In figure 6.2 we show the 2004 time step of the Schiehallion 4D. Figure 6.3 contains the inversion result using the variational encoder decoder architecture. Some coherency in the maps can be seen, but each map is very noisy and the gas saturation map contains many data points that indicate gas desaturation, which cannot be confirmed by production data.

Variational Encoder Decoder Architecture Inversion

When we add the gradient, we can clean up some of the misfit in the gas saturation maps \(\Delta S_g\). Particularly, the event with the strongest softening in the amplitude maps, is partially reassigned to the pressure map \(\Delta P\). However, the inversion process is still very prone to noise. In figure 6.5, we show the inversion results of a AVO-gradient neural network with a noise injection at training of \(\sigma = .02\). The inversion maps are very coherent. Noise injection without gradient calculation does not give adequate results.

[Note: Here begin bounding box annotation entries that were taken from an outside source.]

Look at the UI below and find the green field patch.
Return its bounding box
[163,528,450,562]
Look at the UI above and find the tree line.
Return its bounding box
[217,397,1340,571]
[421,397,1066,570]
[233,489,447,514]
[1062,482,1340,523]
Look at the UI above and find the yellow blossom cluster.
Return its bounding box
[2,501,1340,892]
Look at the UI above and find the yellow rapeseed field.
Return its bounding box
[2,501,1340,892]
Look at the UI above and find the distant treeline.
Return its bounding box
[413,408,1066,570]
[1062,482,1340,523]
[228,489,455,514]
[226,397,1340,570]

AVO-Gradient Variational Encoder Decoder Architecture Inversion

Noiseinjected AVO-Gradient Variational Encoder Decoder Architecture Inversion

Conclusions

We have shown a neural network architecture that incorporates physical domain knowledge to enable transfer from synthetic to field data. The final inversion result has very good coherency, despite the network not having any spatial context. While further investigation is necessary, this indicates that useful information has been learned. This is one example, where bias can be intentionally introduced into the network architecture to include physics into machine learning.

Acknowledgements

The research leading to these results has received funding from the Danish Hydrocarbon Research and Technology Centre under the Advanced Water Flooding program. We thank the sponsors of the Edinburgh Time-Lapse Project, Phase VII (AkerBP, BP, CGG, Chevron, ConocoPhillips, ENI, Equinor, ExxonMobil, Halliburton, Nexen, Norsar, OMV, Petrobras, Shell, Taqa, and Woodside) for supporting this research. The Brazilian governmental research-funding agency CNPq. We are also grateful to Linda Hodgson and Ross Walder for important discussions on the field and dataset.